Introducing the dismal “house on fire” statistics about Michigan’s lagging education performance, Journalist and Author Devin Scillian asked each panelist why the state saw such a decline.
Ron Hall of Bridgewater Interiors said, “It starts with disinvestment.” Michigan was disproportionately hurt by the Great Recession and is still digging out, he said. “Lots of other things need to be addressed as well, but I think we have to start with realizing that you have to invest in it if you want” better schools.

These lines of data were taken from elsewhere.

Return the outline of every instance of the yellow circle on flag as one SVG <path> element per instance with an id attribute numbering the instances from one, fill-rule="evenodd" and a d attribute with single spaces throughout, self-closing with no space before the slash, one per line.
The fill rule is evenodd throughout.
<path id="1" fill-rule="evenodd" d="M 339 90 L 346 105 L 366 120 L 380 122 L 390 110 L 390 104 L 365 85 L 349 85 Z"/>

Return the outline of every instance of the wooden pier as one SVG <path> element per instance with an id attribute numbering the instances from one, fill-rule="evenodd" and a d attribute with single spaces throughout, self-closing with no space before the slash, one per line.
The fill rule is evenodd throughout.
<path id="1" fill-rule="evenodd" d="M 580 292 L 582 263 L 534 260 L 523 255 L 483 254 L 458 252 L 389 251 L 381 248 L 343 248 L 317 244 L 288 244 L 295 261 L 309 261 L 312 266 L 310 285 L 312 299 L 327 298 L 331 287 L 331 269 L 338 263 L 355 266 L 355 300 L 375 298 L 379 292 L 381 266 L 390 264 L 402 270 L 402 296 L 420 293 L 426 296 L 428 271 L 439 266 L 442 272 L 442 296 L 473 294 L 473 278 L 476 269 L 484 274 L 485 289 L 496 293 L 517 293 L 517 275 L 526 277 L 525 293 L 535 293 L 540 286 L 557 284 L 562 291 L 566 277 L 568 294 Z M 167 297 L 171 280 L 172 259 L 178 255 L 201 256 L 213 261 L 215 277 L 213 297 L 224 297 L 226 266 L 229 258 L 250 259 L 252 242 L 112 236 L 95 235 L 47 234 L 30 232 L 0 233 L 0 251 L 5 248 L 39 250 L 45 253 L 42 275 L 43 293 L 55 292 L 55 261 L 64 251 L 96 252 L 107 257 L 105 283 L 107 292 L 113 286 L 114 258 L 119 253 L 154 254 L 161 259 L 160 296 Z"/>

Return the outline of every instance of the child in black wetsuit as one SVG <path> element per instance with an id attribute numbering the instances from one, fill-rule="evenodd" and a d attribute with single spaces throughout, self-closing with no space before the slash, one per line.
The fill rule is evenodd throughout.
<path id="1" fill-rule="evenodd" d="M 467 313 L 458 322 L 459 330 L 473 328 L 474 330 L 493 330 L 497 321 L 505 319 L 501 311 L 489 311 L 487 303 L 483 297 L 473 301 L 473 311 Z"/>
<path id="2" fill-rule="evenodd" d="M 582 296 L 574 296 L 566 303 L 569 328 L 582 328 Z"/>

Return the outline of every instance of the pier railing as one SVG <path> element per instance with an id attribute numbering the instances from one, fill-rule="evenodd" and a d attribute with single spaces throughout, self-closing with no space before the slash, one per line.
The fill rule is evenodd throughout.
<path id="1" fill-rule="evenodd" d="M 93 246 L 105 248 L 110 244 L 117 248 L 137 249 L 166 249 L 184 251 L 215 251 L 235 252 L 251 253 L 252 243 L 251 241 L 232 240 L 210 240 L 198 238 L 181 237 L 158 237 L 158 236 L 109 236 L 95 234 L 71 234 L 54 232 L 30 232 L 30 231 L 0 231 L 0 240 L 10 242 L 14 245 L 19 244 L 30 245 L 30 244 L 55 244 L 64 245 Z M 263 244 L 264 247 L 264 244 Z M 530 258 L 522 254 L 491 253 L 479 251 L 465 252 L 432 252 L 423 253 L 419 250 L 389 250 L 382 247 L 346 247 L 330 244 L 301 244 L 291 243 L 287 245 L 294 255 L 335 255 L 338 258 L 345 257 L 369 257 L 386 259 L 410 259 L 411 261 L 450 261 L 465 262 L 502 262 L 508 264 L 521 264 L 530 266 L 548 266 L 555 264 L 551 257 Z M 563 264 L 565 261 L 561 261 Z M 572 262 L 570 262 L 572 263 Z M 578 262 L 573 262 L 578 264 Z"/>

Vanessa Keesler of Launch Michigan took a different tack, pointing to increasingly strict accountability standards that she called almost teacher punishment. “When you don’t have your resources, and you have really high, really punitive accountability, that creates a really negative situation for the education system,” she said.
Chandra Madafferi of the Michigan Education Association agreed with Keesler, saying, “I think we have buried [teachers] with standards that are unrealistic, and we’ve really taken the joy out of learning, which we see probably in some attendance things, and I just think that it’s a culmination of issues.”
Former Gov. Rick Snyder, meanwhile, called for more innovation, noting that the “one teacher, one classroom” model has been in place for more than a century. Students need more opportunities to learn outside that traditional environment, he said, adding, “I think if anything, the world’s changed and that system doesn’t work well in the world of today.”